L’argomento è enormemente complesso. Uno dei punti certi è che l’eutanasia in Italia è vietata.
…ma è praticata. The Lancet ha pubblicato nel 2000 i risultati di un’indagine sui trattamenti di fine vita praticati da alcuni neonatologi (1239, l’89% di coloro a cui furono somministrati i questionari anonimi) di otto Paesi europei (Italia, Spagna, Lussemburgo, Germania, Francia, UK. Olanda e Svezia). La maggior parte dei medici affermò di non aver somministrato ulteriori cure a pazienti ritenuti terminali, mentre più basso risultò il numero di chi aveva somministrato farmaci con l’intento di terminarne la vita (solo in Francia e in Olanda risultò essere pratica frequente, in Italia il 2% dichiarò di averlo fatto almeno una volta). Con la stessa metodologia è stato realizzato anche uno studio dell’Università Cattolica di Milano: in questo caso il 3.6% dei rianimatori milanesi ha detto di aver praticato l’eutanasia attiva almeno una volta, mentre secondo il Critical Care Medicine (1999) il 13% dei rianimatori italiani ha somministrato farmaci con l’intento di accelerare la morte del paziente. Ancora secondo The Lancet, ma stavolta nel 2003, il 23% dei decessi in Italia era stato preceduto da una “decisione medicale sul fine vita”, quattro anni prima nell’articolo Attitudes of Italian doctors to euthanasia and assisted suicide for terminal ill patients si sosteneva che il 17-9% dei medici italiani è disposto a praticare l’eutanasia attiva e/o il suicidio assistito, 8 medici su 10 sono invece disposti a interrompere il sostentamento vitale.
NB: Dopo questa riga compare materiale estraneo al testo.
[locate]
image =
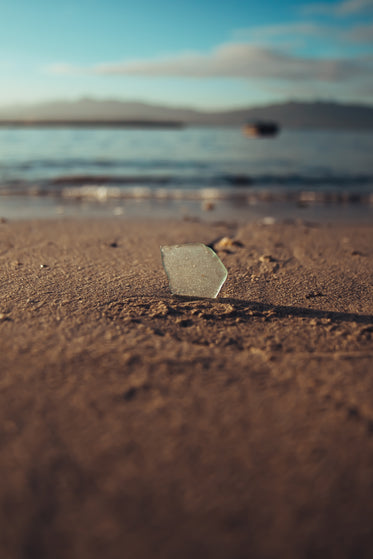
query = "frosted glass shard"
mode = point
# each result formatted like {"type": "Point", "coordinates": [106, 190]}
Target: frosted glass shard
{"type": "Point", "coordinates": [193, 270]}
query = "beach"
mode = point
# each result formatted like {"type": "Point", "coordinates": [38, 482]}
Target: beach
{"type": "Point", "coordinates": [138, 424]}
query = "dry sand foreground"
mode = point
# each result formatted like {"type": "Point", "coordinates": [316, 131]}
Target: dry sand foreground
{"type": "Point", "coordinates": [138, 425]}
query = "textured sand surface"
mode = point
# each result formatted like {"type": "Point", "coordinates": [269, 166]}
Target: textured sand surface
{"type": "Point", "coordinates": [136, 424]}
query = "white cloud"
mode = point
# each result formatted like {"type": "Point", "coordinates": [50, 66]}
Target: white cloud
{"type": "Point", "coordinates": [233, 60]}
{"type": "Point", "coordinates": [345, 8]}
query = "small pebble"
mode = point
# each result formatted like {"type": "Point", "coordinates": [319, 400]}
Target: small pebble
{"type": "Point", "coordinates": [267, 258]}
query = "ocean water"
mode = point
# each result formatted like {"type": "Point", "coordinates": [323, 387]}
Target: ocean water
{"type": "Point", "coordinates": [62, 170]}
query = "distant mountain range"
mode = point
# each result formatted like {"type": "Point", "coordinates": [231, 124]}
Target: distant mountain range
{"type": "Point", "coordinates": [316, 115]}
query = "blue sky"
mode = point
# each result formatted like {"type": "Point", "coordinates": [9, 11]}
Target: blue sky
{"type": "Point", "coordinates": [197, 53]}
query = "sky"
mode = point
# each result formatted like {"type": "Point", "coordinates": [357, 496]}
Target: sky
{"type": "Point", "coordinates": [207, 54]}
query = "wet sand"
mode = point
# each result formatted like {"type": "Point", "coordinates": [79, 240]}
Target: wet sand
{"type": "Point", "coordinates": [136, 424]}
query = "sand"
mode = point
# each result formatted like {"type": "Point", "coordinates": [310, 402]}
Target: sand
{"type": "Point", "coordinates": [135, 424]}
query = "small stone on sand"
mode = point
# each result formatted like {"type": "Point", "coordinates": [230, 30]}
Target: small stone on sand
{"type": "Point", "coordinates": [193, 270]}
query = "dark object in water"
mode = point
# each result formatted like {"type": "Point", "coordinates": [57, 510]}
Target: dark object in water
{"type": "Point", "coordinates": [257, 129]}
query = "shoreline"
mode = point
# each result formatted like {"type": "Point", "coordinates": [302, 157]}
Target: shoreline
{"type": "Point", "coordinates": [205, 208]}
{"type": "Point", "coordinates": [141, 424]}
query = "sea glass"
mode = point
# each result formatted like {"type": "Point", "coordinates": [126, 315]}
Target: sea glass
{"type": "Point", "coordinates": [193, 270]}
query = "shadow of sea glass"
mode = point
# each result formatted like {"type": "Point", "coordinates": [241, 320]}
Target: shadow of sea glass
{"type": "Point", "coordinates": [193, 270]}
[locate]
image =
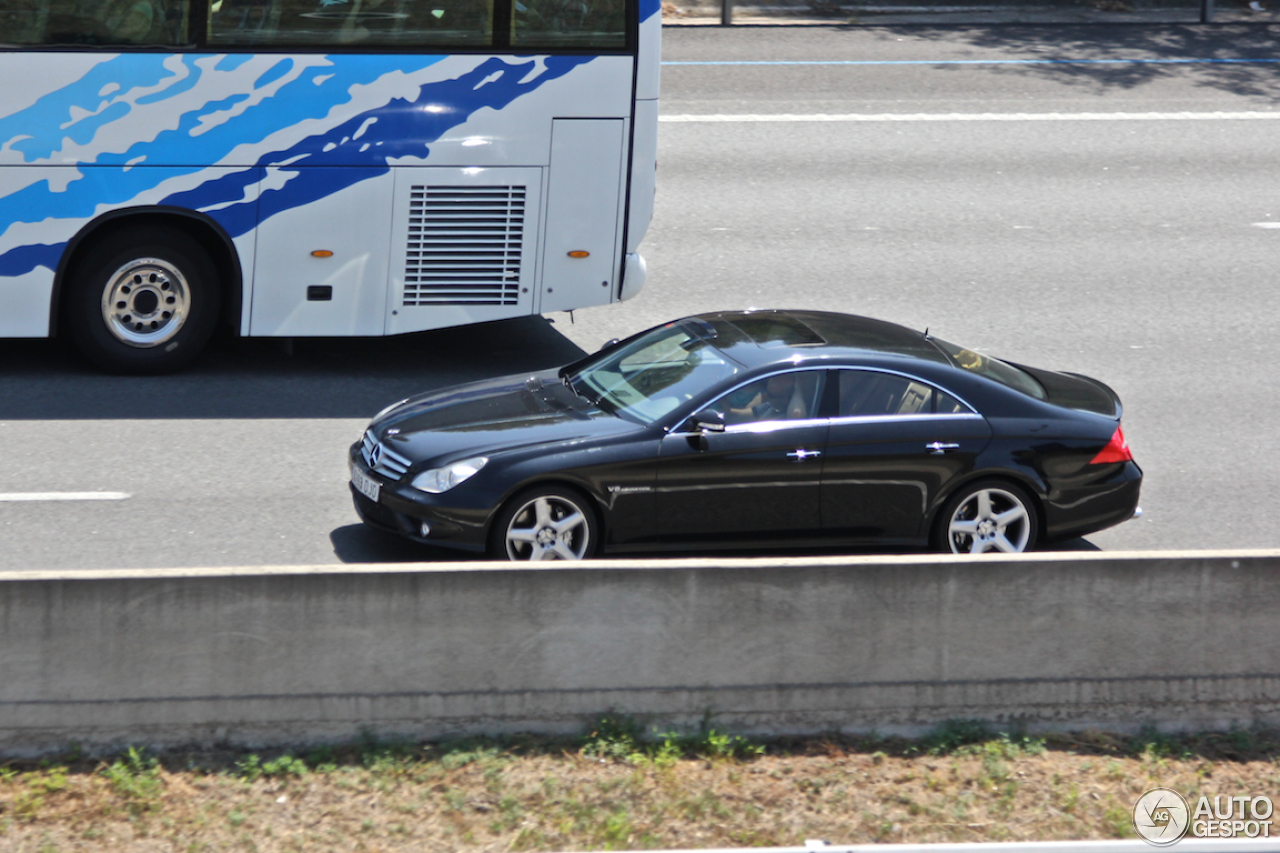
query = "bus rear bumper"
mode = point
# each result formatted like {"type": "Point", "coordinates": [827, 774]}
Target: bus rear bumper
{"type": "Point", "coordinates": [634, 274]}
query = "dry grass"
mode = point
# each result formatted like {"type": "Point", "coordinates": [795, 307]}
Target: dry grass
{"type": "Point", "coordinates": [609, 792]}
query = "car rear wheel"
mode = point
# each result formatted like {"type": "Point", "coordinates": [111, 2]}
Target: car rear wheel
{"type": "Point", "coordinates": [146, 301]}
{"type": "Point", "coordinates": [988, 516]}
{"type": "Point", "coordinates": [544, 524]}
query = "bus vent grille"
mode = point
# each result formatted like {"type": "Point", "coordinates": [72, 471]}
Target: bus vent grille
{"type": "Point", "coordinates": [465, 245]}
Quello che emerge è che da noi l’eutanasia attiva non è pratica frequente, ma certamente esiste e su questo pur limitato fenomeno sociale i cittadini meriterebbero una risposta anche da parte delle istituzioni, ad esempio alle seguenti domande:
1) Questi medici devono essere condannati per omicidio e quindi, come sosteneva D’Ambrosio, si devono fare tutte le verifiche del caso, autopsie comprese? Il fatto che si venga a conoscenza di un reato, anche se da questionario anonimo, non ha nessuna conseguenza penale?
2) Esistono delle disparità di trattamento, ovvero se la professione medica è relativamente libera i diritti del malato dovrebbero invece essere uguali per tutti, perché allora il malato terminale che incontra un medico che pratica clandestinamente e illegalmente l’eutanasia può usufruirne e un altro no?
3) Nei casi di eutanasia, con quali modalità vengono somministrati farmaci che provocano la morte del malato? Chi decide? Il medico, il medico con la famiglia, il malato? Il malato, nel caso in cui non fosse stato in grado di decidere per se stesso al momento del decesso, era a conoscenza della possibilità che gli venisse praticata l’eutanasia? Ne aveva fatto richiesta in precedenza? Se sì come?
Prima del dibattito etico, certamente necessario, è indispensabile fare chiarezza su quello che è un fenomeno già presente e non regolamentato. In Europa c’è già un precedente, l’Olanda, che introdusse nel 1990 le prime regolamentazioni proprio a seguito del Remmenlink Report, l’indagine ufficiale del governo olandese sull’eutanasia clandestina.